I really don't know, but what I do know is that I get the feeling that he is telling me anything because I'm a dozy woman! I really object to that, but feel like I'm in no position to argue without knowing what I'm talking about! I used to have a fab garage I went to, I trusted him completely, but sadly his garage burnt down earlier this year. i just don't trust this bloke, but at the same time, I need my car fixed, and safely back on the road without spending any more money on it that I shouldn't have to it this was all his fault.
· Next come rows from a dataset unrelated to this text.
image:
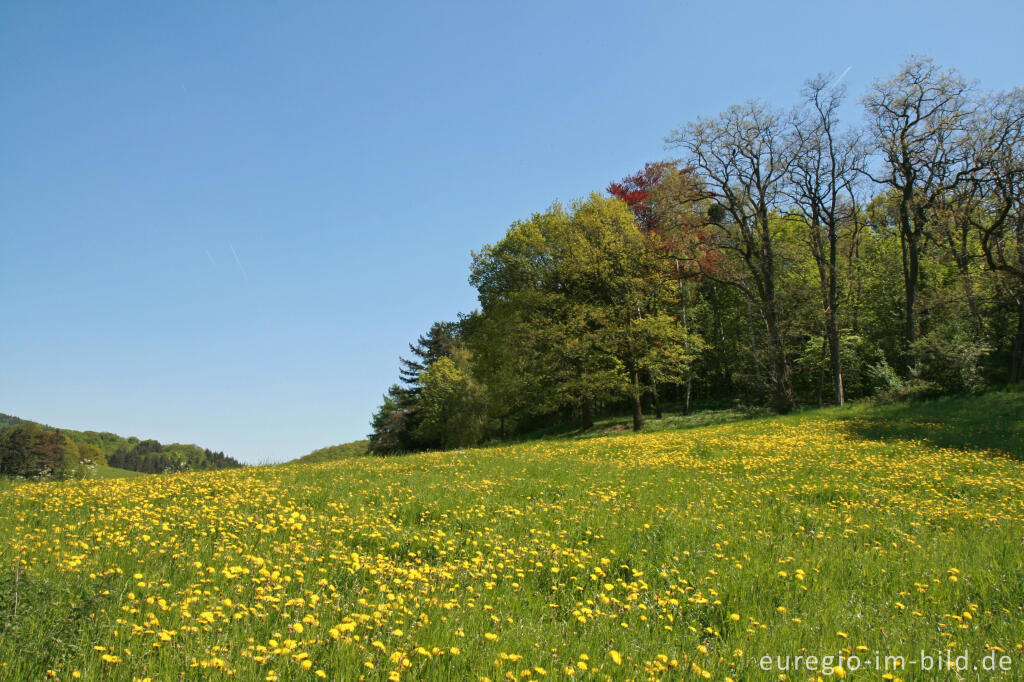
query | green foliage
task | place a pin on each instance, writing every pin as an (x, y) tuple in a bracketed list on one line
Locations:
[(453, 408), (950, 360), (34, 452)]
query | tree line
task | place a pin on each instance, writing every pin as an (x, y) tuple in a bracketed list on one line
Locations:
[(33, 451), (784, 257)]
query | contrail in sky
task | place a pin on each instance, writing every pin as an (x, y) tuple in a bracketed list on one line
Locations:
[(239, 261), (841, 77)]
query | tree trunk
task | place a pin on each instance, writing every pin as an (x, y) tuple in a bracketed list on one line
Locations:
[(782, 388), (637, 407), (909, 242), (833, 320), (587, 415), (821, 372), (754, 344), (1017, 355)]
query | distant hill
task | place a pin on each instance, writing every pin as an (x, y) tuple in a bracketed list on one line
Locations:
[(130, 453), (334, 453)]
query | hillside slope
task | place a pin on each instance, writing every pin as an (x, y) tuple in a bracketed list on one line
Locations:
[(334, 453), (864, 531)]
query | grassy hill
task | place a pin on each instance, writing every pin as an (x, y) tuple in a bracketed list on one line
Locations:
[(686, 553), (131, 454)]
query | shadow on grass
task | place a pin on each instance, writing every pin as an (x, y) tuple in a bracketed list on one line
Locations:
[(989, 422)]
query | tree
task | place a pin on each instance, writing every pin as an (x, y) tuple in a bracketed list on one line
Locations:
[(919, 120), (453, 406), (825, 166), (994, 205), (743, 160), (591, 291), (32, 451)]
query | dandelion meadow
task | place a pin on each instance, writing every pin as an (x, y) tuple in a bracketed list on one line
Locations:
[(678, 554)]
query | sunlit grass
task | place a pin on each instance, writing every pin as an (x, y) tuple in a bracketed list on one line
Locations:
[(680, 554)]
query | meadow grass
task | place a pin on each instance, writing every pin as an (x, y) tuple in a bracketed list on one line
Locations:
[(678, 554)]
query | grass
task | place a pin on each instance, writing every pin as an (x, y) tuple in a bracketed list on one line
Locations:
[(685, 553)]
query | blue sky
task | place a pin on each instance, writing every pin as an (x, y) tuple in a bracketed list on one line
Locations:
[(221, 222)]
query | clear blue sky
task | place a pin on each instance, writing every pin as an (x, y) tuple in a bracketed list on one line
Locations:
[(351, 155)]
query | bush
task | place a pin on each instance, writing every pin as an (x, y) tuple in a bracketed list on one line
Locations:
[(31, 451), (883, 378), (952, 360)]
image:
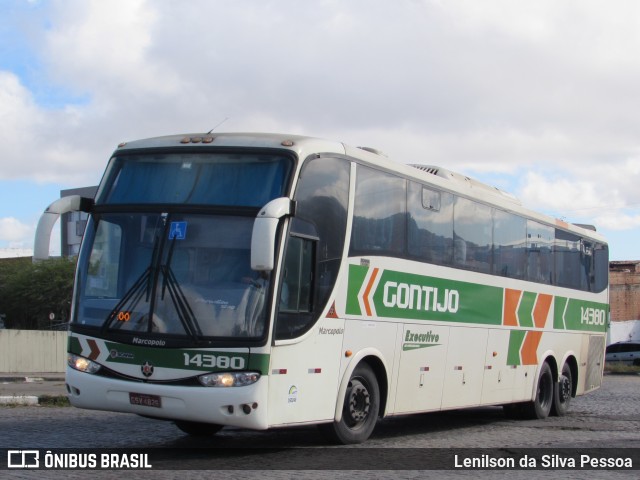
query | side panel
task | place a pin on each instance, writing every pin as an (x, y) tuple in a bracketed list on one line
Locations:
[(464, 369), (421, 372), (499, 377), (303, 376)]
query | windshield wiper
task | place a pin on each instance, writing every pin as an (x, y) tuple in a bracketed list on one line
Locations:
[(131, 299), (170, 282)]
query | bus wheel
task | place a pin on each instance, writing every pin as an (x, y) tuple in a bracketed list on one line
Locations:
[(360, 409), (562, 392), (198, 429), (541, 405)]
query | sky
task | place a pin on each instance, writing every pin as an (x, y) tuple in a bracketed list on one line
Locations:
[(541, 99)]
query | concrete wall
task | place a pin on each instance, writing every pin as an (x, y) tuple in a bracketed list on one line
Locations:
[(32, 351)]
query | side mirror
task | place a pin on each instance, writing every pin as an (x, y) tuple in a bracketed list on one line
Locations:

Anyone that has read this far (sorry it's such a long story!), thank you! And if anyone could offer any advice I'd be very grateful.
Many thanks
Lucy

{Attempt to make subject header less vague - i.e. to include a brief summary of question being asked} Read more

bazza

Hi Lucy
So basically, the garage had added Radweld or similar, and handed it back to you. I'm not convinced the original problem has been or can be sorted like that. Sounds like there's still a coolant loss and subsequent overheating, I still think there's a cylinder head problem. Keep an eye on the coolant level over the next few days, have a good look around the radiator and hoses/engine area for external leaks, with the engine running. Just incase, check also inside the car for signs of heater matrix leaking (damp carpets?/damp smell?). If you are losing coolant but no obvious signs of leakage, it suggests head/head gasket failure ( coolant will be lost internally and your rough running -chugging- suggests that.). Is there anyone else who can advise you - maybe the owner of the old garage you used? Any good mobile mechanics in your area?
At the end of the day the car is not properly repaired and you may need to make a strong case against the original garage, in my opinion. Don't be fobbed off.
Best of luck and keep posting, plenty of experts on here, far more knowledgable than I!